I remember a section in Church History on pietism after the Reformation. The dates at the top of my notes were 1650-1800. My notes from the class remind me that pietism was “a movement of true and earnest religion” that stood in contrast to the theological “one-ups-man-ship” that characterized too many churches and universities of the time. It was sparked by rising literacy rates among the powerless and overlooked.
Looking back on my notes got me wondering what the title of our current moment will be. In a couple of hundred years when students in seminary study the period of time from 1950-2100, what names will be important? What movements will define this era?
I don’t think it is farfetched to suggest that Martin Luther King Junior’s work in the middle of the 20th century will be as significant for the years of 1950-2100 as the work of the Reformer’s was in the mid 17th century. Perhaps we will look back and note that he sat at the beginning of a new sort of pietism, a social pietism that applied the gospel to the areas of American public life that had conveniently avoided the gospel’s implications.
King brought the prophets and gospels into areas of the American public life in ways that threatened (and continue to threaten) those who benefited from racist policies and systems. Advocating for the gospel in this way cost King. The most overlooked thing about Dr. King’s “Letter from Birmingham Jail” is that it is from a jail in Birmingham. Like the Apostle Paul, Reverend King spent time behind bars because of his gospel convictions. Simply insisting on the dignity of black people got him murdered.
When he came to Chicago in 1966, protesters met him. One sign read, “King would look good with a knife in his back.” During a non-violent protest of Chicago’s racist housing practices someone threw a rock and hit King in the head. At least thirty other people were injured that day. “I have to do this to bring this hate into the open,” King remarked. The hatred he experienced in Chicago was the worst he had ever encountered.
Over fifty years later, housing, hiring, wages, and education are still largely determined by the color of one’s skin in Chicago. We remain at the center of a movement of piety that is rattling the church, forcing us to ask the most fundamental questions about what it means to follow Christ. What does the inheritance of racism in our country, churches, and families mean for Christians today?
Author and activist Lisa Sharon Harper contends that, “The core lie of Western civilization is that God reserved the power of dominion for some, not all.” Martin Luther King Jr. spearheaded a movement rebuking this idea. We are in the middle of that movement today. For American Christians and American churches, how we position ourselves in respect to that movement of social pietism may tell us how well we have embodied the movement of God’s Spirit in our time.

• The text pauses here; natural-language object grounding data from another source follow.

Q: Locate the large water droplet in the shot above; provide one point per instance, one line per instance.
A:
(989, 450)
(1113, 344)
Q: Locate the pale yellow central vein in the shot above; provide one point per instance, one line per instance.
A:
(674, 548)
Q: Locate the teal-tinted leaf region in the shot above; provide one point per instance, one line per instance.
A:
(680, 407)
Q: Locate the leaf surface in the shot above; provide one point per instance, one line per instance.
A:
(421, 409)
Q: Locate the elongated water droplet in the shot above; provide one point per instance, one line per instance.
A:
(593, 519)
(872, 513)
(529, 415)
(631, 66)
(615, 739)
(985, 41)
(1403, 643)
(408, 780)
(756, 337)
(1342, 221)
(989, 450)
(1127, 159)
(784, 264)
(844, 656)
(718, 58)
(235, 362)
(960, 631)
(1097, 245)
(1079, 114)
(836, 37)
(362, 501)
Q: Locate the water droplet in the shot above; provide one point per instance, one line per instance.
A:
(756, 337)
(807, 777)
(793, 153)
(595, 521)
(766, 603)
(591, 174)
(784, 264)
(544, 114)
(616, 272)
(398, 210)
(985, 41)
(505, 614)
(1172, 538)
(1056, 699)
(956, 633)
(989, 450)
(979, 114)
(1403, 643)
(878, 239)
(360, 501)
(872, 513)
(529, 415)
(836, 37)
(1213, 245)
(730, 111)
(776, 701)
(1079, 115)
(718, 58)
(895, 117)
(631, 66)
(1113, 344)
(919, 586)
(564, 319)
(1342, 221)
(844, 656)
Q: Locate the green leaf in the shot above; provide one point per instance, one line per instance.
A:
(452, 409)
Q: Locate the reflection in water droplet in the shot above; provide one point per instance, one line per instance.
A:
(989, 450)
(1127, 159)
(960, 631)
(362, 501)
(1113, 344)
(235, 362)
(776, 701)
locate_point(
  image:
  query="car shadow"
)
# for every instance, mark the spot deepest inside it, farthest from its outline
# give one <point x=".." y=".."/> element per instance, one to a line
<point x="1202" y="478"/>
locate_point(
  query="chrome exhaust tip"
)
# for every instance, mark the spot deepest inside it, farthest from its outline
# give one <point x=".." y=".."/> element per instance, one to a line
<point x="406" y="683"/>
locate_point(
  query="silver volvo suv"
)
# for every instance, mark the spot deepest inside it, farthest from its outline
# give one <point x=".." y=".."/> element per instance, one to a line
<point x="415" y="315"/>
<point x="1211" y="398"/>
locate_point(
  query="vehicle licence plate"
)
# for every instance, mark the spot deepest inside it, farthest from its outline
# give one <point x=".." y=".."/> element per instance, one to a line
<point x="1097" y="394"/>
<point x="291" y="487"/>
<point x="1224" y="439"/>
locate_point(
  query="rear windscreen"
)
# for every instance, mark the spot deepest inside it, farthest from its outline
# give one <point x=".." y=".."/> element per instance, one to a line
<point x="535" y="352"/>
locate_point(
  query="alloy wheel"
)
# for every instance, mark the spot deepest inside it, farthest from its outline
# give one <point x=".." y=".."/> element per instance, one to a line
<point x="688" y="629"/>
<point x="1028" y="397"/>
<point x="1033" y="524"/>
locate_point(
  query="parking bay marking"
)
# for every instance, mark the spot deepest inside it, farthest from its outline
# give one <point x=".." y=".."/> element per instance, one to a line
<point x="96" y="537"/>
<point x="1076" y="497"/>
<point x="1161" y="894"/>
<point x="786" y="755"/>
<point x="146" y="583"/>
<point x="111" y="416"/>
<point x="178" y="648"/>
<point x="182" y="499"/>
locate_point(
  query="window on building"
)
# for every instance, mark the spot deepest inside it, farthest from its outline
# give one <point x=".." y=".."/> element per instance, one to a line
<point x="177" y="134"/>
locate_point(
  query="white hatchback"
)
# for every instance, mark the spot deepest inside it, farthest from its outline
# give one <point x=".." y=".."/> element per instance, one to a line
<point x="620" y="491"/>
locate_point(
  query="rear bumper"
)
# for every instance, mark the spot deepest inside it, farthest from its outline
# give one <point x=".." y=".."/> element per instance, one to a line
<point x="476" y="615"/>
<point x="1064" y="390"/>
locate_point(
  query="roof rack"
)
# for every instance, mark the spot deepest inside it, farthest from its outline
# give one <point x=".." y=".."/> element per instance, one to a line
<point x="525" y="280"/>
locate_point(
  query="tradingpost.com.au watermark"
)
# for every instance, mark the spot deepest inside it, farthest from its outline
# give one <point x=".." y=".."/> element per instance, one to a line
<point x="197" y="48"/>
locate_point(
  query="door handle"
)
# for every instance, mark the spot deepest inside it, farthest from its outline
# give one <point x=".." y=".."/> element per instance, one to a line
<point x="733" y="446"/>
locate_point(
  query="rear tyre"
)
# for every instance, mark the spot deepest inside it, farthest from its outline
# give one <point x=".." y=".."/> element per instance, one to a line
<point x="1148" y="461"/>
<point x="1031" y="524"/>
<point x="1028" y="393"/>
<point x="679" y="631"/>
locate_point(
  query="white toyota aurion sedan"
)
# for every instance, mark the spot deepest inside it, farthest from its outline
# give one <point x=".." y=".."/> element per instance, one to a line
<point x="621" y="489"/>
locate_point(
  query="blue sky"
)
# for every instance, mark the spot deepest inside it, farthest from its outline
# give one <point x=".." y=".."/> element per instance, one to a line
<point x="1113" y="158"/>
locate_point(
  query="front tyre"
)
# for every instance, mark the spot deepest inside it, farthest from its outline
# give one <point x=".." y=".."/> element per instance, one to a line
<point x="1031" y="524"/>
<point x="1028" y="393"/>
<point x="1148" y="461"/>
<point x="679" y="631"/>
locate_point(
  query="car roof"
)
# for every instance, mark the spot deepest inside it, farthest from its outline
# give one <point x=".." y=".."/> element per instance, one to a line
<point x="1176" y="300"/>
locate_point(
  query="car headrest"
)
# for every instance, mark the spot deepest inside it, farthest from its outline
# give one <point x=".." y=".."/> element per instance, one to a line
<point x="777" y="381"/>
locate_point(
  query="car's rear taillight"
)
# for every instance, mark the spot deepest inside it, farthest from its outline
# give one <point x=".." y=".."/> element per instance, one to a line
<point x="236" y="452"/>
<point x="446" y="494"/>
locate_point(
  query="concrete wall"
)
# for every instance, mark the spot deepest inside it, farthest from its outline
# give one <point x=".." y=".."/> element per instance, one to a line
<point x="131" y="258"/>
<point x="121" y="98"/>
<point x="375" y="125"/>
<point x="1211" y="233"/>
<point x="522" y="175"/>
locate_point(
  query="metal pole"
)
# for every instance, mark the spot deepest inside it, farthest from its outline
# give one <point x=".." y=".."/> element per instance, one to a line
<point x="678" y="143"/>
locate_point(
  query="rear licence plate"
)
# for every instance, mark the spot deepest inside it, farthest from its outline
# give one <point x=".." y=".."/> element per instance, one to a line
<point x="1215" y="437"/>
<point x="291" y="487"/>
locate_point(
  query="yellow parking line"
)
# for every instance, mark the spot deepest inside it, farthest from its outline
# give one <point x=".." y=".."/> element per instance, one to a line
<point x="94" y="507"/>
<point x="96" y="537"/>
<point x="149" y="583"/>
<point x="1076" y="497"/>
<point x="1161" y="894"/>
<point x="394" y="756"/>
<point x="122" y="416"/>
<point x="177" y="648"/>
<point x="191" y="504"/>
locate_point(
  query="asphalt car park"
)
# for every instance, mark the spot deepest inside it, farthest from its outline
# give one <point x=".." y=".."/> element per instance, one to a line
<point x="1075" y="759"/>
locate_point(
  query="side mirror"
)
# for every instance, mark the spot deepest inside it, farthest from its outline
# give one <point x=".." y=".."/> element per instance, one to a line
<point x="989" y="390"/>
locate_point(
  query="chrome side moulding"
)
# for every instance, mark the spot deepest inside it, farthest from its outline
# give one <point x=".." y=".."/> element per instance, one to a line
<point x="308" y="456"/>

I snuck into a conference a few weeks ago and heard one of the best sermons I have ever heard.
I had attended a lunch event hosted by Tim Keller and the City to City church planting team he works with. That luncheon coincided with a larger conference being held at Moody Church, just down the road. I had my luncheon name tag, so I decided to slip into the foyer of the conference to see if there were any good books on sale.
The next speaker was being introduced in the sanctuary, so I used the side door and slid into a pew in the back to listen for a few minutes. Dr. Charlie Dates, the pastor of Progressive Baptist Church in Chicago took the pulpit. Moody Church’s Sanctuary is grand. Expansive ceiling. Golden organ. The pews were fairly full, with clergy from the diverse Chicago area, but the crowd was predominantly white. I assumed the room was fairly conservative based on the context of that particular church and conference, and by the crickets when Reverend Dates commented that Peter was the first person to conceal and carry and that Jesus rebuked him.
Reverend Dates’ preaching was prolific. He walked in the proud tradition of black preaching that goes back generation after generation in America. He was genuinely masterful, and I felt like I was listening to preaching for the first time. He did not tip-toe around political issues like good Reformed preachers often do. He named Trump and his improprieties in ways that felt faithful to the Gospel. He called out the church, and the white church in particular for being passive, for being silent when silence meant complicity. I remember particularly well that he called out the white church’s constant talk about becoming multi-cultural yet our obstinate willingness to continue sitting on our hands. “If you want to come to our black churches, you are welcome,” he said.
The room felt split.
I felt split. He made me aware of my skin color in a prophetic way. I was responsible for it.
What does it mean to be a white pastor in a predominantly white church on the north side of a city divided into north and south, black and white? What obligation do majority-white churches have to the most important moral issue of our time? How do we fulfill that obligation? What would my (our) inaction make me (us) guilty of?
We are continuing to experience a movement of social pietism in the world today. This pietism was kindled by the courage of men like Martin Luther King Jr. and women like Rosa Parks and Ruby Bridges who forced a dominant culture to view its violent error by insisting that the kingdom of God was incongruent with privilege and power resting disproportionally with a particular race. Their courage helped a country see how the Kingdom of God could be at hand on a bus or in a school.
This pietism is sparked by a certain form of literacy that has given us the ability to read our past differently, from the perspective of the weak and not the powerful. This is a movement that insists on the equality and dignity of all people, knit together, crafted in all our particularity by the Creator. This pietism is as rooted in the Gospel of Jesus Christ as any pietism of the past.